Solved!

Geoff writes:

“Don’t know what the probability is that you could solve a 5×5 Rubik cube by chance moves, but even when I used some carefully thought out moves I still couldn’t do it. My grandson did it in minutes! He knows that you have to make some very disruptive moves that at first make all the faces seem wrong before it all comes together. Finished!

Perhaps that’s a very simplified analogy for Rom.8:28, the famous “all things work together for good” verse. Certainly everything is not good; bad things happen too. Some people think “all things” in that verse means all things in my life, but it’s actually bigger than that and “all” is defined by the context of verses 18-39 (extract below). It is a truly universal statement: God’s plan for absolutely everything, stretching from eternity to eternity. And if God is God, no better plan could ever be devised.

Remember, you can’t complete the cube by just trying to make all of it right for one face. And in life we may go through very disruptive things without any possibility individually of seeing their positive outcome, the good that comes from this. If we lose grip with the bigger picture it is the road to greater disappointments. Present pain can only be considered reasonable if we have real hope in a God who is permitting it for a much, much, much bigger purpose. Not an easy concept at all. But the alternatives are hopeless.”

Check out Rom.8:18-27 then read on:

And we know that for those who love God all things work together for good, for those who are called according to his purpose.  For those whom he foreknew he also predestined to be conformed to the image of his Son, in order that he might be the firstborn among many brothers.  And those whom he predestined he also called, and those whom he called he also justified, and those whom he justified he also glorified. What then shall we say to these things? If God is for us, who can be against us?  He who did not spare his own Son but gave him up for us all, how will he not also with him graciously give us all things?  Who shall bring any charge against God’s elect? It is God who justifies.  Who is to condemn? Christ Jesus is the one who died—more than that, who was raised—who is at the right hand of God, who indeed is interceding for us.  Who shall separate us from the love of Christ?

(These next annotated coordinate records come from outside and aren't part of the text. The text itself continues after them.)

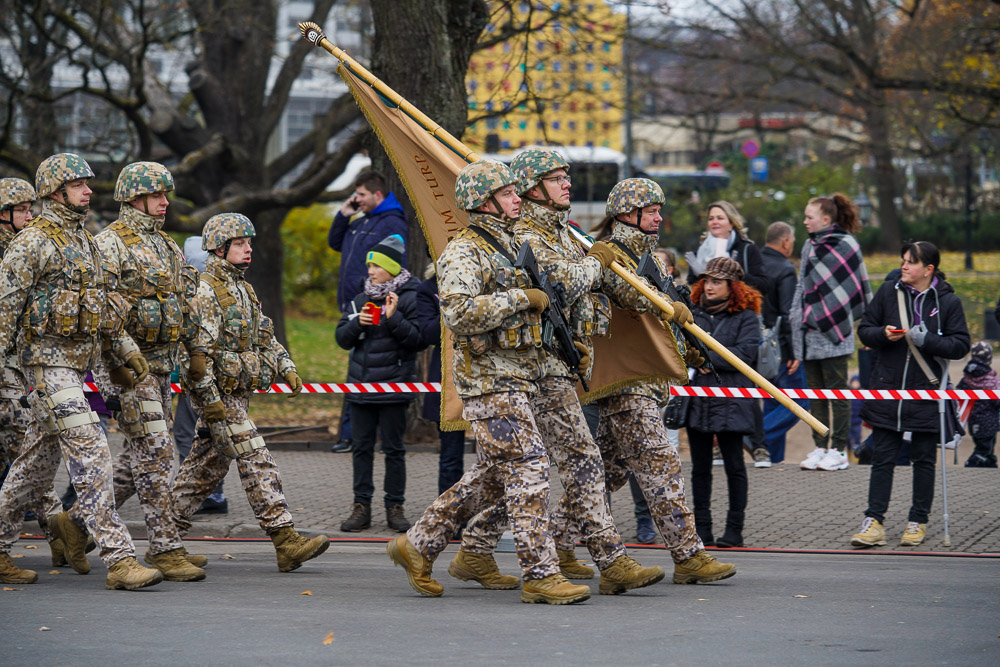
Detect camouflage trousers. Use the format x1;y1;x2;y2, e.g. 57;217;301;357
0;368;62;540
69;364;184;554
406;392;559;580
0;366;135;566
173;394;292;535
462;377;625;570
551;394;705;563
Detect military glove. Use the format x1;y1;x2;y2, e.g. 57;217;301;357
285;371;302;396
587;241;616;270
573;340;590;375
205;401;226;422
684;347;705;368
188;350;205;382
660;301;694;324
125;354;149;384
108;366;135;389
524;287;549;312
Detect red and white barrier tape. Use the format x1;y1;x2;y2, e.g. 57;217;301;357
670;385;1000;401
84;382;441;394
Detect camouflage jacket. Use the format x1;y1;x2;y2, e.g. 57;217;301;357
181;253;295;404
511;199;610;378
437;213;542;398
94;204;197;373
0;199;139;372
601;223;684;405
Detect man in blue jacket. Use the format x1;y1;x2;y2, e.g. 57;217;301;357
327;170;409;452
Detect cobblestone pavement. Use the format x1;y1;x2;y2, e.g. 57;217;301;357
43;424;1000;556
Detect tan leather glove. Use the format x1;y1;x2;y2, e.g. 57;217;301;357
188;350;206;382
660;301;694;324
205;401;226;422
573;340;590;375
524;287;549;312
684;347;705;368
108;366;135;389
587;241;616;269
285;371;302;396
125;354;149;384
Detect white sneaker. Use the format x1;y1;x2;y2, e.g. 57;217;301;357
799;447;826;470
816;449;850;470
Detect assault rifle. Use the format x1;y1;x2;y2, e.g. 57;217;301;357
635;252;722;383
514;241;590;391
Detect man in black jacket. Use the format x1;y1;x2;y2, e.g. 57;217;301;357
754;222;809;465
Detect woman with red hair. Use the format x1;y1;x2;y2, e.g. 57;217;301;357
687;257;761;547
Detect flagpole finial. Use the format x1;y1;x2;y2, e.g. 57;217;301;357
299;21;326;46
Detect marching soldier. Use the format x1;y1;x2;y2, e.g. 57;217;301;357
63;162;207;581
173;213;330;572
0;153;163;589
448;148;664;595
552;178;736;584
0;178;66;583
386;161;590;604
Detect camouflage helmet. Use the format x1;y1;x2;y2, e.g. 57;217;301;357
115;162;174;202
510;148;569;195
455;160;517;211
0;178;38;211
35;153;94;197
201;213;257;251
607;178;667;217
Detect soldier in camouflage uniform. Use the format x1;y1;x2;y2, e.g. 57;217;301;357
0;153;163;589
173;213;330;572
69;162;207;581
448;148;664;595
0;178;66;567
386;161;590;604
552;178;736;584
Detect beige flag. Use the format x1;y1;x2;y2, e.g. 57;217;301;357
337;64;678;430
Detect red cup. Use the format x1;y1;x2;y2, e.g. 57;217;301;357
365;301;382;324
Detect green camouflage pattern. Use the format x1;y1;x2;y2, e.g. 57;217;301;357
35;153;94;197
0;178;38;211
607;178;667;216
115;162;174;202
455;160;517;211
510;148;569;195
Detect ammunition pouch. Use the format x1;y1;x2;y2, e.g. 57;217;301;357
27;387;100;433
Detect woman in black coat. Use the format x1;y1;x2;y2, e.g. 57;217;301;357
336;235;423;533
851;241;971;547
687;257;761;547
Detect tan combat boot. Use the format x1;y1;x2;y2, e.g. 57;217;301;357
49;537;69;567
104;556;163;591
556;549;594;579
145;549;205;581
0;552;38;584
142;547;208;568
448;549;521;591
270;526;330;572
521;574;590;604
49;512;90;574
674;549;736;584
598;556;666;595
385;535;444;598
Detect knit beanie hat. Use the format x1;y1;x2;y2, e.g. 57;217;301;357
365;234;403;276
972;340;993;366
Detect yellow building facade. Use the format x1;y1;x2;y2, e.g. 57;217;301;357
463;0;625;152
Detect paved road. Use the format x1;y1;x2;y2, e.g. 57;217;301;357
0;542;1000;666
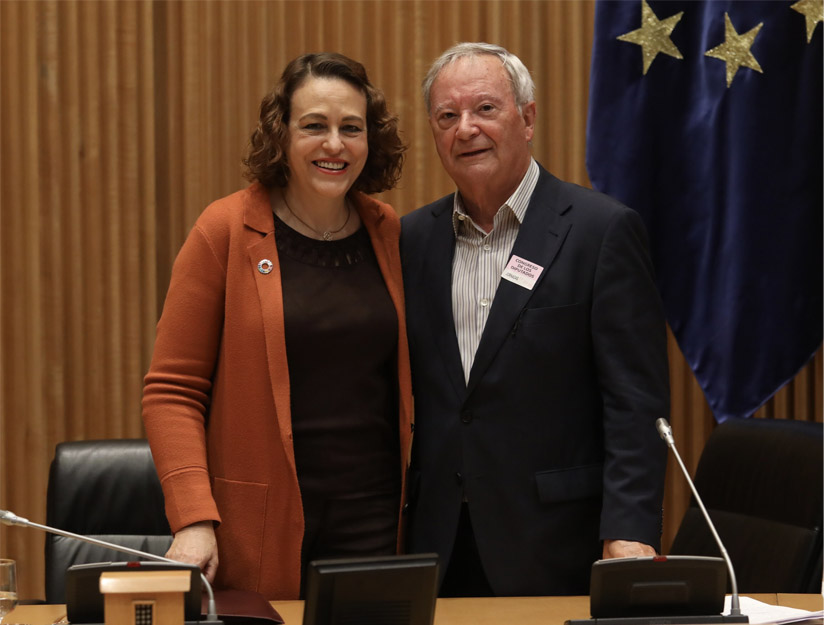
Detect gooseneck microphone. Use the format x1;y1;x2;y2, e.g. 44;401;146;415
0;510;223;625
655;419;741;616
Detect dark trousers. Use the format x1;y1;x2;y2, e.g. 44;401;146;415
438;503;494;597
300;494;400;599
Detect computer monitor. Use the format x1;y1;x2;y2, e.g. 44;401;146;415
303;553;438;625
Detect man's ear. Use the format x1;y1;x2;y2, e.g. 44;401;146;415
521;101;535;142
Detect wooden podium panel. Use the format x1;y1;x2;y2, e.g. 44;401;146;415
5;594;824;625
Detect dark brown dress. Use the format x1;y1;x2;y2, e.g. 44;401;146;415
275;211;400;595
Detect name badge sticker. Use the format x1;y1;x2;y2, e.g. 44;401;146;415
501;254;544;291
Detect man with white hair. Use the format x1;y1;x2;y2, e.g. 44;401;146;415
401;43;669;596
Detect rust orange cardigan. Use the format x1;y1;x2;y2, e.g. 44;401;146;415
143;183;412;600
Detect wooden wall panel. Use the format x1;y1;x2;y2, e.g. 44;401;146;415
0;0;822;597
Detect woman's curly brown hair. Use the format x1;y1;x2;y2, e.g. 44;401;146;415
243;52;406;193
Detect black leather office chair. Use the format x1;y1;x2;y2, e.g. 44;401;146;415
670;419;824;593
46;439;172;603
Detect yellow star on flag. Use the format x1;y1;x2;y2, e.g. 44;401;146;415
704;13;764;89
618;0;684;75
790;0;824;43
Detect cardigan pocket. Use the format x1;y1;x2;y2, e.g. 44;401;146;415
535;464;604;503
212;477;269;591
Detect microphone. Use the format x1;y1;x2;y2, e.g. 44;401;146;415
0;510;223;625
655;418;741;616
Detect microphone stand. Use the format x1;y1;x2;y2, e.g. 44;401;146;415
655;419;741;616
0;510;223;625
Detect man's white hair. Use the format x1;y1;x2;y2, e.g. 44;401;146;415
421;41;535;114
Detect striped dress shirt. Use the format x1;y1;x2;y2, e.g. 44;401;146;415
452;159;538;382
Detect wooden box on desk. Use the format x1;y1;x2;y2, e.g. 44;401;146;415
100;571;191;625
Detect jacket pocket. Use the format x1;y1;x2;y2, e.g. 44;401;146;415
212;477;269;590
535;464;604;503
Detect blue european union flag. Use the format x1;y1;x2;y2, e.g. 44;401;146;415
587;0;824;421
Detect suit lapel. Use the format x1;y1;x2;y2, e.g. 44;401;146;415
467;169;571;395
421;202;466;397
244;184;296;471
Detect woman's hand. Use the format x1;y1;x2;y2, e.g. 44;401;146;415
603;540;655;560
166;521;218;584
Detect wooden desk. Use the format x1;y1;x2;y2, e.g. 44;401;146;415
4;594;822;625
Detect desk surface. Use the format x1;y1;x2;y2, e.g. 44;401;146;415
4;594;822;625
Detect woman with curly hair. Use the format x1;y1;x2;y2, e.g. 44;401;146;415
143;53;412;600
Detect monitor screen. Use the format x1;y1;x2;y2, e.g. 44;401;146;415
303;553;438;625
590;556;727;618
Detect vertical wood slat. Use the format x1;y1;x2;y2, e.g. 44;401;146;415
0;0;822;597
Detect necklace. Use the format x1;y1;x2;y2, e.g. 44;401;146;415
280;191;352;241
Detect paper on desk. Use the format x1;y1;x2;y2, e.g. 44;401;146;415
724;596;822;625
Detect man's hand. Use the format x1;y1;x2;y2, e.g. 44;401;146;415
603;540;656;560
166;521;218;584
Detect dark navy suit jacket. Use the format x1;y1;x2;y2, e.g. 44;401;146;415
401;168;669;596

Shall tribulation, or distress, or persecution, or famine, or nakedness, or danger, or sword?  As it is written, “For your sake we are being killed all the day long; we are regarded as sheep to be slaughtered.” No, in all these things we are more than conquerors through him who loved us.  For I am sure that neither death nor life, nor angels nor rulers, nor things present nor things to come, nor powers, nor height nor depth, nor anything else in all creation, will be able to separate us from the love of God in Christ Jesus our Lord.